Guangzhou Nanyang Polytechnic College, Conghua 510925, China.
Guangzhou Nanfang College, Conghua 510970, China.
Comput Intell Neurosci. 2022 Aug 23;2022:2926669. doi: 10.1155/2022/2926669. eCollection 2022.
With the development of the new generation of technological revolution, the manufacturing industry has entered the era of intelligent manufacturing, and people have higher and higher requirements for the technology, industry, and application of product manufacturing. At present, some factories have introduced intelligent image recognition technology into the production process in order to meet the needs of customers' personalized customization. However, the current image recognition technology has limited capabilities. When faced with many special customized products or complex types of small batch products in the market, it is still impossible to perfectly analyze the product requirements and put them into production. Therefore, this paper conducts in-depth research on the improved model of product classification feature extraction and recognition based on intelligent image recognition: 3D modeling of the target product is carried out, and various data of the model are analyzed and recorded to facilitate subsequent work. Use the tools and the established 3D model tosimulate the parameters of the product in the real scene, and record them. Atthe same time, various methods such as image detection and edge analysis areused to maximize the accuracy of the obtained parameters, and variousalgorithms are used for cross-validation to obtain the correct rate of the obtaineddata, and the standard is 90% and above. Build a data platform, compare simulated data with display data by software and algorithm, and check by cloud computing force, so that the model data can be as close to the parameters of the real product as possible. Experimental results show that the algorithm has high accuracy and can meet the requirements of different classification prospects in actual production.

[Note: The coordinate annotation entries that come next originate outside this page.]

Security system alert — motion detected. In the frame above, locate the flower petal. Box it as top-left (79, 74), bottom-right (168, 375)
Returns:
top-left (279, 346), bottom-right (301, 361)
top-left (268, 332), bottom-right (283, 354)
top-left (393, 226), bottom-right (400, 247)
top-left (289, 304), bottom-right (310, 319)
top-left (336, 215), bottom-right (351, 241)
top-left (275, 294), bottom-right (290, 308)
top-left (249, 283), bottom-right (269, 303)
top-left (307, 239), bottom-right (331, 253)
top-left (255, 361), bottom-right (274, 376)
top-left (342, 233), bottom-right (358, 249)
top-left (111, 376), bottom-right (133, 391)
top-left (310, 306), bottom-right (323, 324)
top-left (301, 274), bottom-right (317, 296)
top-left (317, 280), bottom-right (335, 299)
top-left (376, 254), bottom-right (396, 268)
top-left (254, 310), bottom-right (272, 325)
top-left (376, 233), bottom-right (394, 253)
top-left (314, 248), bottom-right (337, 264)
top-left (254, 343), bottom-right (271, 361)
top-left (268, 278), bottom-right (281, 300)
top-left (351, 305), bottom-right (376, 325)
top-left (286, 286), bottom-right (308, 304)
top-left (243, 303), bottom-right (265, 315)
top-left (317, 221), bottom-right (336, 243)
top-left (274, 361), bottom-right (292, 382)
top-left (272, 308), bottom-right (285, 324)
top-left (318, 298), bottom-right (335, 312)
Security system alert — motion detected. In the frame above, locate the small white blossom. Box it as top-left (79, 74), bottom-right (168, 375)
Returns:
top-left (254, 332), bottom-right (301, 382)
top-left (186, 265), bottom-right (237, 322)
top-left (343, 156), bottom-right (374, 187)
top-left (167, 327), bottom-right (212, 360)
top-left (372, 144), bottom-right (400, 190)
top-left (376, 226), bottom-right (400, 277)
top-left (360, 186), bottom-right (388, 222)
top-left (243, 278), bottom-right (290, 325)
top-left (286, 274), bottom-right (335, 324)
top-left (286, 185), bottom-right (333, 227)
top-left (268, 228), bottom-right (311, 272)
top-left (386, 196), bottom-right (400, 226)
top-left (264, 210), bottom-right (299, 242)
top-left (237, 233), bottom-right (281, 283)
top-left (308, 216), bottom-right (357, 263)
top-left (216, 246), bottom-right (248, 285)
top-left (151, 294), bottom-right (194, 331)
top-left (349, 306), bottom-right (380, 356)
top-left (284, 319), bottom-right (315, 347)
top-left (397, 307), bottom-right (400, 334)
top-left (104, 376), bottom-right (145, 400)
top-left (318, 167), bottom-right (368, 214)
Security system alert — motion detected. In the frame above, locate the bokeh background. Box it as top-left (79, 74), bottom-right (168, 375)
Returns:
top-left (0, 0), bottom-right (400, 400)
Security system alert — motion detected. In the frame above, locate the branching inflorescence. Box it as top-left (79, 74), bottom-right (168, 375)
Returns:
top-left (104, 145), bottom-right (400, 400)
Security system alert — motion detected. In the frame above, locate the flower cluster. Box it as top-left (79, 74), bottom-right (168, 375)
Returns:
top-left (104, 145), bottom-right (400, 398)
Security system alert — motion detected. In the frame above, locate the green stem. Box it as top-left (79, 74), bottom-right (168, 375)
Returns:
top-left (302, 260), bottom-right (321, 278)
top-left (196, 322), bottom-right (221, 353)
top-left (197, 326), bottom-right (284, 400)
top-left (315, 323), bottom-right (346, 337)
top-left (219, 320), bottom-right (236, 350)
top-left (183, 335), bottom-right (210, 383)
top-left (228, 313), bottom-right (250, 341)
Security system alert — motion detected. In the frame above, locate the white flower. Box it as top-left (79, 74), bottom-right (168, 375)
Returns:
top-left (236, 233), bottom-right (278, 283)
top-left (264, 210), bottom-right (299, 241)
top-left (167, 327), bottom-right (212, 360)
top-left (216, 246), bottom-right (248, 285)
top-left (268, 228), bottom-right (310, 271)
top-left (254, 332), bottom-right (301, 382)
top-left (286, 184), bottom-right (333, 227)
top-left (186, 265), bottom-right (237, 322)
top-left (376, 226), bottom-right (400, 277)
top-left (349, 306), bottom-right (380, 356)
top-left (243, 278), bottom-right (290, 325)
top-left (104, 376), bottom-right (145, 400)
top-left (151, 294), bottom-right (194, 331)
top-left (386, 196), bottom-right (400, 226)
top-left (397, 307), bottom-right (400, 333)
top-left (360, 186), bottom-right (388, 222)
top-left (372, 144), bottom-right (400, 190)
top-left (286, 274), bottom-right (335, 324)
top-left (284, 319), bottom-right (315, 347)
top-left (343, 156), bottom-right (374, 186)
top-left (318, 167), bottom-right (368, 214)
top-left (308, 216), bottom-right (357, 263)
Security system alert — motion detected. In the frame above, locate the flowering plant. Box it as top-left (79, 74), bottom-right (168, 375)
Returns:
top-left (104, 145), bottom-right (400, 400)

随着新一代技术革命的发展,制造业已经进入智能制造时代,人们对产品制造的技术、产业和应用提出了更高的要求。目前,一些工厂已经将智能图像识别技术引入生产过程,以满足客户个性化定制的需求。然而,目前的图像识别技术能力有限。当面对市场上许多特殊定制产品或复杂类型的小批量产品时,仍然不可能完美地分析产品需求并将其投入生产。因此,本文对基于智能图像识别的产品分类特征提取和识别改进模型进行了深入研究:对目标产品进行 3D 建模,并分析和记录模型的各种数据,以便于后续工作。使用工具和建立的 3D 模型模拟真实场景中的产品参数,并记录下来。同时,采用图像检测和边缘分析等各种方法,最大限度地提高所获得参数的准确性,并对各种算法进行交叉验证,以获得所获得数据的准确率,准确率标准为 90%以上。建立数据平台,通过软件和算法比较模拟数据和显示数据,并通过云计算力进行检查,使模型数据尽可能接近实际产品的参数。实验结果表明,该算法具有较高的准确性,能够满足实际生产中不同分类前景的要求。